Mientras Michael estaba perdiendo el tiempo a posta, intentando posponer lo de tener que capturar al facineroso del lanzaladrillos, Alpin y yo estábamos cruzando la puerta que nos llevaría a las Praderas de Miel. Pronto estábamos desayunando por segunda vez en las sidrerías. Cuando nos convertimos en las primeras personas expulsadas de ahí porque Alpin había acabado con la existencia de las rosquillas que acompañaban a la sidra, nos dirigimos a la Real Biblioteca.

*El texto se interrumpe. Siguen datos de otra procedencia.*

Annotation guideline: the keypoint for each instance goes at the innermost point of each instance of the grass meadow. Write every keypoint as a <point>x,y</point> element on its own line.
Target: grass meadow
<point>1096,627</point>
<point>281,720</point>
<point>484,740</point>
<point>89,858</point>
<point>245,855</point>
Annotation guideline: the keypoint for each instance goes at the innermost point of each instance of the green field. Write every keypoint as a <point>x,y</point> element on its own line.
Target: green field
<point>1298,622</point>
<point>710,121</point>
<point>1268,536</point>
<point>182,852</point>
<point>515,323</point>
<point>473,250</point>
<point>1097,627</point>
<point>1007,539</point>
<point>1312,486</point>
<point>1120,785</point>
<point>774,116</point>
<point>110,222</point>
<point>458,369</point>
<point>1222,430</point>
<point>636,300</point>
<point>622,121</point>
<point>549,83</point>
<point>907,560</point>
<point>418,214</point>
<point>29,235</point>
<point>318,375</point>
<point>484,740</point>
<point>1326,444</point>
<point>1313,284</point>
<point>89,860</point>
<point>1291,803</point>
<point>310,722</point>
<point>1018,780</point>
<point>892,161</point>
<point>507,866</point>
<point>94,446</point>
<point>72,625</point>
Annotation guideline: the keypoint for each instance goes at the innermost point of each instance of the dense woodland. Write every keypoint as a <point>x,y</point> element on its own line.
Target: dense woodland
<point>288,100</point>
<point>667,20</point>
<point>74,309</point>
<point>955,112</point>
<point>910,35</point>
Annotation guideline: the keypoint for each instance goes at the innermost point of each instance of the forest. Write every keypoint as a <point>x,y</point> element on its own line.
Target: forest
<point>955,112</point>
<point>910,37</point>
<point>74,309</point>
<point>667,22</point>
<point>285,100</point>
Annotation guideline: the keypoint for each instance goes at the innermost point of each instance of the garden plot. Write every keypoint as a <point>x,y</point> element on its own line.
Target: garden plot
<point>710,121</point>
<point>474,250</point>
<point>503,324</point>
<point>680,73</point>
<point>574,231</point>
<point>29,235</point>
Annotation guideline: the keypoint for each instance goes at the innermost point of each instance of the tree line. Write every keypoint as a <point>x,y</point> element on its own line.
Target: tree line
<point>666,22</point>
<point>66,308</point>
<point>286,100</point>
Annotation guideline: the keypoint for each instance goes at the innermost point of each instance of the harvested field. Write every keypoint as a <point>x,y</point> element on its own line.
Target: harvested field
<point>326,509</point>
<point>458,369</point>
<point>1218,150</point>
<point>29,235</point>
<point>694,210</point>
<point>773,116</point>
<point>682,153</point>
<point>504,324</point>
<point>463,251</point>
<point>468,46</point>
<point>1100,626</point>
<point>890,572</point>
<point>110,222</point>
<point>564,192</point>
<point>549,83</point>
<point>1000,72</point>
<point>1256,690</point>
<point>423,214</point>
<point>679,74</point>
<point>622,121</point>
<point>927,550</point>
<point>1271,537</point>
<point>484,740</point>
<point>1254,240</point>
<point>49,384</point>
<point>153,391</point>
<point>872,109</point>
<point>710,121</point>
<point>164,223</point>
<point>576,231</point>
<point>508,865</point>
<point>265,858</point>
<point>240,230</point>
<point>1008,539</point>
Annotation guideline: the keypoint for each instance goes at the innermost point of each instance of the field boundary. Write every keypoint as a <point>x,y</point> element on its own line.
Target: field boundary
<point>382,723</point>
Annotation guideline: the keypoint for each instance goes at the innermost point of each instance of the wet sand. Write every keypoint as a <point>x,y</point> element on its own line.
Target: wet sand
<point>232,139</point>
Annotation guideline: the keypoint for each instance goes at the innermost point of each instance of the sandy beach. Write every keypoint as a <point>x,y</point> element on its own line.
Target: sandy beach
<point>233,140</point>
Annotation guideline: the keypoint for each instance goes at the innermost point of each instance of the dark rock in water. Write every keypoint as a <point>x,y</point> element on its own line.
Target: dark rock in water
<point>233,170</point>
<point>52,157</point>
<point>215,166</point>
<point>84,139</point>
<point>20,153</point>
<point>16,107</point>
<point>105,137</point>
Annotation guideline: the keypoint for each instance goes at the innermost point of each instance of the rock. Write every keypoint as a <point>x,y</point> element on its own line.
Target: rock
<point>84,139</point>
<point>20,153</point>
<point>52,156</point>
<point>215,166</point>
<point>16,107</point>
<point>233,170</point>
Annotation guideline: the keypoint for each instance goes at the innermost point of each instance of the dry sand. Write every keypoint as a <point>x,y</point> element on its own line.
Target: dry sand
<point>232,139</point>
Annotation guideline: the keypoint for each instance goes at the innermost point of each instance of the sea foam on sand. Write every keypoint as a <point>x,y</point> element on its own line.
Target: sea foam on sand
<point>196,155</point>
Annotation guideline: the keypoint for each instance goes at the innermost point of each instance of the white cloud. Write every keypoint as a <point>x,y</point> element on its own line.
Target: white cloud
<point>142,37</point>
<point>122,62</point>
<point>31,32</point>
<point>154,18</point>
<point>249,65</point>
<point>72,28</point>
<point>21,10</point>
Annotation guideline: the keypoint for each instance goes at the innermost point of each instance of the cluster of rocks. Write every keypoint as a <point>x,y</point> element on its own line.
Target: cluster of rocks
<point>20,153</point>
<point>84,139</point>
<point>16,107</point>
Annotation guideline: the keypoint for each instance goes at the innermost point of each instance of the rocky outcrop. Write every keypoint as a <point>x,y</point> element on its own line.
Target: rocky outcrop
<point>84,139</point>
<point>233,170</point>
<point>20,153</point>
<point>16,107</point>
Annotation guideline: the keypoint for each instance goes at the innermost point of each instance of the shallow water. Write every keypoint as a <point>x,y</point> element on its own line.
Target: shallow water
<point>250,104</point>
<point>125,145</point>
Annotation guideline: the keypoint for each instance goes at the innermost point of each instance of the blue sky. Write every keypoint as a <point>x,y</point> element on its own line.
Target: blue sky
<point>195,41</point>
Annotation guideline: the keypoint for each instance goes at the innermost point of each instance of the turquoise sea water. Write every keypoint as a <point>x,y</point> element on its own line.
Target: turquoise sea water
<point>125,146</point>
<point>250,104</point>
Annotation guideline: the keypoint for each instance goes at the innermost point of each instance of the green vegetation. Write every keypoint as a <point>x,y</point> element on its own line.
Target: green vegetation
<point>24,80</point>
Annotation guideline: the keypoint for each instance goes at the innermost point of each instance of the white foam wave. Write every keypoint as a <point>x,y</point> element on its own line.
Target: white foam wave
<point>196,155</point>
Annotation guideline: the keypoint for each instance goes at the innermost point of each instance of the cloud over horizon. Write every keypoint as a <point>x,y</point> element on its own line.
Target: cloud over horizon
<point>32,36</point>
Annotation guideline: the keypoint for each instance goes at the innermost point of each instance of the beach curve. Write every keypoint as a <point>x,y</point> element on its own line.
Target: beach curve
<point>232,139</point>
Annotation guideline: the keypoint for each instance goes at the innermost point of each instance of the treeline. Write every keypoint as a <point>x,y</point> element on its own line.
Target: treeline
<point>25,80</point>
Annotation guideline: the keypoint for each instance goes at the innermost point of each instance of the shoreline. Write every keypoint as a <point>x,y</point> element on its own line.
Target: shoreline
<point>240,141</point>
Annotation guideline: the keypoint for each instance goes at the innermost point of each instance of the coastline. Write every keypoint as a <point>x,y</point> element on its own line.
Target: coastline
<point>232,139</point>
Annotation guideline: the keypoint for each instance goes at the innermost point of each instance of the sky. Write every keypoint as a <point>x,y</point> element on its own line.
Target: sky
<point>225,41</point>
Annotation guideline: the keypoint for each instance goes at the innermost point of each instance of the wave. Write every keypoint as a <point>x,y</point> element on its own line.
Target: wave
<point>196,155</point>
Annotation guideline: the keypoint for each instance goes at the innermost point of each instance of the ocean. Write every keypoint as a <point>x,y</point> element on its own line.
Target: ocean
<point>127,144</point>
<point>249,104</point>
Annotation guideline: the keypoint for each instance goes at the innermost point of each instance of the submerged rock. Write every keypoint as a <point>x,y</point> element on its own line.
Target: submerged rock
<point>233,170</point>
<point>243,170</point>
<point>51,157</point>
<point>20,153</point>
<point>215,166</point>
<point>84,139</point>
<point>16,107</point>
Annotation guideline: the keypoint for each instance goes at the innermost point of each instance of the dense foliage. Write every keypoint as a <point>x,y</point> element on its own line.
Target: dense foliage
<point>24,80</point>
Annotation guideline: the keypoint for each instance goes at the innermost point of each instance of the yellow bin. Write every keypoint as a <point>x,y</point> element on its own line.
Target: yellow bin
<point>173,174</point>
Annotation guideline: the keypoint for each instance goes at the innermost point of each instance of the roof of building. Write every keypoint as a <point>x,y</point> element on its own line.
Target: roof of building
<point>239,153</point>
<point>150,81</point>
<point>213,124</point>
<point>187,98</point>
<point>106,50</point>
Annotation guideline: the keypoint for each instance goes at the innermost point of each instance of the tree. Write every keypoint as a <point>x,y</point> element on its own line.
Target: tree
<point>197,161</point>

Por fin vimos un cartel que parecía ser el que había visto Alpin en su sueño. Un ejemplo de grafiti feérico lo sobrevolaba. Sí, nuestro grafiti a veces no está en el mismo objeto decorado, sino revoloteando por encima o alrededor de él.  Parecía ser que originalmente el cartel indicaba la dirección a seguir para llegar a la Biblioteca del Santo Job. Pero el nombre del santo había sido tachado y el grafito decía que esa era la biblioteca de San Cascarrabias.

“Así que ahora la biblioteca pertenece a algún gruñón,” dije. “Es una señal de que algo va mal. Porque este tiene que ser el cartel que viste en tu sueño, ¿o no, Alpin?”

              
“Yo diría que sí que lo es. Retocado, pero el mismo.”

Antes de que pudiésemos proseguir, todo se volvió negro.

Un hombre alto y fuerte enfundado en un traje de color burdeos que recordaba esos que llevan los botones de hotel ató con fuerza el saco que nos había echado encima como si se tratase de una red. Lo cargó, con nosotros gritando desde dentro, hasta el hermoso edificio de piedra que era la Real Biblioteca.
 
Cuando deshizo los nudos del saco, fue para lanzarnos dentro de unas jaulas. Sí, había jaulas de loro amontonadas en una esquina de la biblioteca, iguales a las que Alpin había visto en su sueño. De oro y de loro eran.  El hombre se fue sin contestar a nuestras preguntas y protestas.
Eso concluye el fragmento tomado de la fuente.